When I am King: Ups and Downs

When I am King...

Buildings will only have single stories.

Elevators are such wonderful spaces. They take people who enjoy a personal space between themselves and others roughly the distance that a bullet travels, stuff them in a space just large enough to raise tender veal, and make them ride together on a journey of awkwardness. We stare at the numbers clicking by, we stare at the floor, and we stare at the doors, willing them to open on our floor so that we can finally run to our cubes and breathe heavily into the paper bag that we keep there for that purpose.

Meanwhile, we’re all in a hurry, and the time spent in that stall with no toilet is wasted. It’s as if you’re hurrying down the hall and then pause, motionless, for a couple of minutes. It’s probably a helpful tactic when being chased by a motion-sensing reptile, or when having a seizure, but is otherwise useless. So many things need our immediate attention, but we’re stuck in that place just because of our need to move in the vertical direction.

When the doors open somewhere along the way, they stay open for just about ever. When you’re about to do something really desperate like verbalize your impatience to your fellow travelers, the doors begin slowly sliding closed. Then someone on the outside hits the Up button and the waiting game starts again.

The only defense we have against open doors is the Close button. It’s right down there next to the Open button, with a very similarly illegible icon. So we casually jamb our finger on the button and wait for the doors to respond. And wait. And wait.

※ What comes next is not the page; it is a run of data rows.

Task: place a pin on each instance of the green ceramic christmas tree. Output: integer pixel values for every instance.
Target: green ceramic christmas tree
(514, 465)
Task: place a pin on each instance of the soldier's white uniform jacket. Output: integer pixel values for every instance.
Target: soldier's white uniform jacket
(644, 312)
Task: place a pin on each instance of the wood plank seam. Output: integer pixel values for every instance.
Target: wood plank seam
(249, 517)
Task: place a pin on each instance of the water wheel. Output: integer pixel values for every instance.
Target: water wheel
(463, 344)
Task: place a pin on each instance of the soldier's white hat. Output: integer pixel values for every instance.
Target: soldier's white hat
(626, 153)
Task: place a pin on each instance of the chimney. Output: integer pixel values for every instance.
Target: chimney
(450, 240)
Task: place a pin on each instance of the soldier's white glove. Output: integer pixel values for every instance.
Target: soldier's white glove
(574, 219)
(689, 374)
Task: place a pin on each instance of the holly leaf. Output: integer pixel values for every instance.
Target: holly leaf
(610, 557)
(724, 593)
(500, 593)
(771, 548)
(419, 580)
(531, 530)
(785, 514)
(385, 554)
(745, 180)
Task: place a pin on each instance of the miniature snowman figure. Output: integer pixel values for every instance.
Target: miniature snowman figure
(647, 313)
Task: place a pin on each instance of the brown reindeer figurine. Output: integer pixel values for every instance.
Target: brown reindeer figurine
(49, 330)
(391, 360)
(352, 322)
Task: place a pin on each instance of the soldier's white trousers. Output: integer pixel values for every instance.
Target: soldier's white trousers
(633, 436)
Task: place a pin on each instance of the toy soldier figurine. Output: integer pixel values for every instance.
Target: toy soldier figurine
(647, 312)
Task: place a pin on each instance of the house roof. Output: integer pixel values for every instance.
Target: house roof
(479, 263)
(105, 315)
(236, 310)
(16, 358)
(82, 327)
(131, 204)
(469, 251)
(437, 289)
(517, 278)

The thing is, the inventors put the button there to make us feel like we were doing something. But they didn’t want the elevator to actually have that functionality. Either through cheapness, or an inherent pride in the workmanship of the Open feature, they decided to abandon the Close feature at the level of the button. You can push it all you want - those doors will close when they’re damn good and ready.

The elevator close button is the placebo of the mechanical transportation industry.

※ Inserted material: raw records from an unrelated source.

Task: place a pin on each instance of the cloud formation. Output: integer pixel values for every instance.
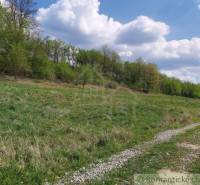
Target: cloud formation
(80, 22)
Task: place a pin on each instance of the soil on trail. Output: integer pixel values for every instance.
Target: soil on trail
(97, 171)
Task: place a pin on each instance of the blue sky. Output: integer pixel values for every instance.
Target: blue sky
(182, 15)
(165, 32)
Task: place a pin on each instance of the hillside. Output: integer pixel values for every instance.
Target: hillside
(49, 129)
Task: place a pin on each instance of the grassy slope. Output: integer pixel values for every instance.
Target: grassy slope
(46, 129)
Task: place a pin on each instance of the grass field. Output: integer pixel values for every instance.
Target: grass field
(48, 129)
(164, 156)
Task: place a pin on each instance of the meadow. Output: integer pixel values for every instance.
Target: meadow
(48, 129)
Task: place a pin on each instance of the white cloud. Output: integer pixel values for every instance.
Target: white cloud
(80, 22)
(142, 30)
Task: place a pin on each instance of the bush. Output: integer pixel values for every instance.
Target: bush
(42, 67)
(64, 72)
(111, 85)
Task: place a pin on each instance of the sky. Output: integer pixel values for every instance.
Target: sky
(165, 32)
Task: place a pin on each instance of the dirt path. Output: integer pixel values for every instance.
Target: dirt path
(97, 171)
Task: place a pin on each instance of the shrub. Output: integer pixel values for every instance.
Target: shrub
(64, 72)
(42, 67)
(111, 85)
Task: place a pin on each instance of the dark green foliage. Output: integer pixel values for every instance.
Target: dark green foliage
(42, 68)
(111, 85)
(171, 86)
(64, 72)
(24, 54)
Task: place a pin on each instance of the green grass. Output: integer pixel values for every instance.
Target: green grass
(163, 156)
(48, 129)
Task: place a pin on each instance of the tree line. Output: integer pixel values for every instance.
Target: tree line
(23, 52)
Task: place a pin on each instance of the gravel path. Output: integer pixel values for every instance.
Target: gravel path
(97, 171)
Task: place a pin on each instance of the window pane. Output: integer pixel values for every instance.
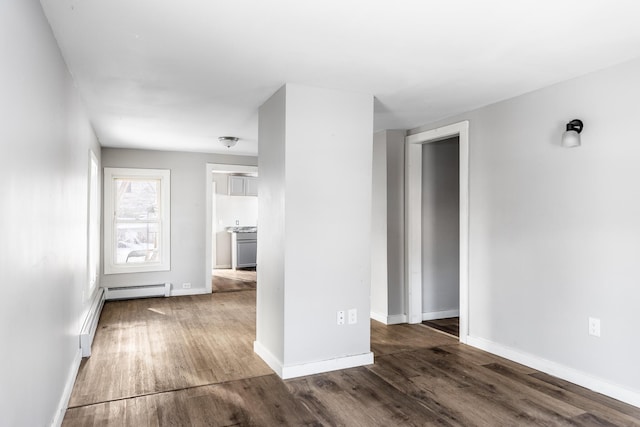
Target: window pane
(137, 243)
(137, 199)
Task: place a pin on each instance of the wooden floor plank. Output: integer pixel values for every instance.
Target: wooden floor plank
(161, 344)
(190, 361)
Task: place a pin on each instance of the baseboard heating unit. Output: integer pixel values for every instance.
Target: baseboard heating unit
(143, 291)
(91, 323)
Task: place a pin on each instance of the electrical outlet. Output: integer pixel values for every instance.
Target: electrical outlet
(353, 316)
(594, 326)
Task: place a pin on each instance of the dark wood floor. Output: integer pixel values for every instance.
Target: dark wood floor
(188, 361)
(450, 325)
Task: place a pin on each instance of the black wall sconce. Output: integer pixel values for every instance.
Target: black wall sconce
(571, 137)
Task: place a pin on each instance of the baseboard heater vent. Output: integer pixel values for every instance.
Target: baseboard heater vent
(91, 323)
(145, 291)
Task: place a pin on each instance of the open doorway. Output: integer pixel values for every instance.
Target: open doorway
(231, 237)
(414, 215)
(441, 235)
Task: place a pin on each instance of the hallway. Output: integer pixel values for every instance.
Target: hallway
(188, 361)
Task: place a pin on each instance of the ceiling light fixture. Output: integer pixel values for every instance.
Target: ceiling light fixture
(228, 141)
(571, 137)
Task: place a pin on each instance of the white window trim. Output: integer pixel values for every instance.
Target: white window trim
(93, 225)
(164, 175)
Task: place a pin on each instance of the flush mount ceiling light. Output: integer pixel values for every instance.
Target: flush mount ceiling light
(571, 137)
(228, 141)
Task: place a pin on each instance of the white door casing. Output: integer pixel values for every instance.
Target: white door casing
(413, 212)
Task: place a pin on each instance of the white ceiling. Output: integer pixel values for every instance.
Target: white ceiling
(176, 74)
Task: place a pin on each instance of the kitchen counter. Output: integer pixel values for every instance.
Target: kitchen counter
(244, 229)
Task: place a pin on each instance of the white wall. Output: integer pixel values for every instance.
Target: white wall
(440, 229)
(271, 233)
(230, 209)
(387, 245)
(554, 231)
(45, 138)
(379, 275)
(323, 174)
(395, 223)
(188, 212)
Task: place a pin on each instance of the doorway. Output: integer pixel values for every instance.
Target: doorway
(220, 215)
(441, 235)
(414, 216)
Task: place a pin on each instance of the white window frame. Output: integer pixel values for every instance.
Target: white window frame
(110, 242)
(93, 225)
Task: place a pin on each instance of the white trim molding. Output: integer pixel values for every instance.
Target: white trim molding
(440, 314)
(413, 219)
(88, 331)
(567, 373)
(391, 319)
(163, 221)
(141, 291)
(63, 404)
(294, 371)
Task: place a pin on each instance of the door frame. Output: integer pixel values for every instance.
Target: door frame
(413, 212)
(210, 169)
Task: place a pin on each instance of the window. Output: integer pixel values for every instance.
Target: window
(93, 229)
(137, 218)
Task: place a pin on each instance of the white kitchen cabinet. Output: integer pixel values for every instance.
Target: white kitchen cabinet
(236, 185)
(251, 186)
(243, 185)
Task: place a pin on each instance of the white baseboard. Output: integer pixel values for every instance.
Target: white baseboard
(192, 291)
(583, 379)
(68, 388)
(392, 319)
(88, 331)
(294, 371)
(440, 314)
(142, 291)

On some advanced and expensive elevators, the button is hooked up, because it’s considered tacky and cheap to simply have it sitting there with nothing behind it. Unfortunately, these elevators hook it up to the Open function, which explains why pressing the Close button makes it seem like it takes even longer than it does otherwise. Those doors remain open as long as we hold the Close button.

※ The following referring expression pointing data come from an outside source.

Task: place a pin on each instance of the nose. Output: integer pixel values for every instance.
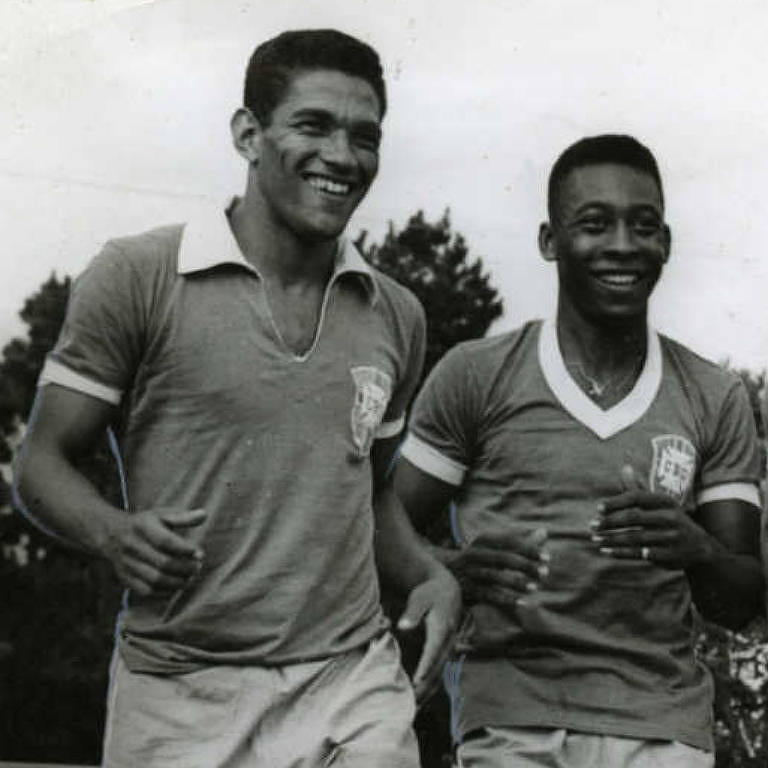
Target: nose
(622, 240)
(336, 150)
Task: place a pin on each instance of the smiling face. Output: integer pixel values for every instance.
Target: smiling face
(609, 240)
(319, 153)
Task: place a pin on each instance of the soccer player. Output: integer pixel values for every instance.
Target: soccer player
(605, 479)
(261, 369)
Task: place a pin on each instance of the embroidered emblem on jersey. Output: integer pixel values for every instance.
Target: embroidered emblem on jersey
(674, 466)
(373, 389)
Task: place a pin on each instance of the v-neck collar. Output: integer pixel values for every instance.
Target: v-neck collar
(604, 423)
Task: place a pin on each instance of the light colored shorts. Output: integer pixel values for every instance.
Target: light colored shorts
(558, 748)
(356, 710)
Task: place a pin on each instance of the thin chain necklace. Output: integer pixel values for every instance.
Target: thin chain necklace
(597, 389)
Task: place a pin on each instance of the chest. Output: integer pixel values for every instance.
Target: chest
(220, 358)
(531, 447)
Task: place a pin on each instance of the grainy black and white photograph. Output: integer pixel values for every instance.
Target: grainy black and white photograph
(383, 384)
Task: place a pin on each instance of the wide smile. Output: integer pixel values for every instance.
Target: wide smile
(328, 185)
(621, 281)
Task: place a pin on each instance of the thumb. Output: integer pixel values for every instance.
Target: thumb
(414, 611)
(183, 518)
(630, 479)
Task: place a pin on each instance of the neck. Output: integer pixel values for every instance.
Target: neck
(275, 251)
(600, 349)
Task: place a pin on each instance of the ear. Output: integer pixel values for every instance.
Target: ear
(246, 134)
(667, 237)
(547, 242)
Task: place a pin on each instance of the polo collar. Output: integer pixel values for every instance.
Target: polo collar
(604, 423)
(207, 241)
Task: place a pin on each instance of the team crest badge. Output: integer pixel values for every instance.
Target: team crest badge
(674, 465)
(373, 389)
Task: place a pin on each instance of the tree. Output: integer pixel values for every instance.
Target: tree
(457, 296)
(738, 661)
(58, 607)
(460, 304)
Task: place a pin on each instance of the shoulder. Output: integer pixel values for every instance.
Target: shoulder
(697, 373)
(495, 351)
(147, 251)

Sure, we could take the stairs and avoid all of this hassle, but then we’d just be made aware of how out of shape we are, and who needs that extra guilt?

When I am King, buildings will only have single stories. A second story is like a sequel: a pale imitation of the first, produced just because they figured they already spent all that time and money with the first one, they might as well do another one. Single stories will eliminate the awkwardness of the elevator experience and give us back the time that we would have spent standing too close to other human beings, so that we have more time to post status messages and emails to friends that comfortably far away.

If you really want to take the stairs, there’s always the gym. And if you miss the elevator, you can always ask a group of strangers to follow you into a toilet stall.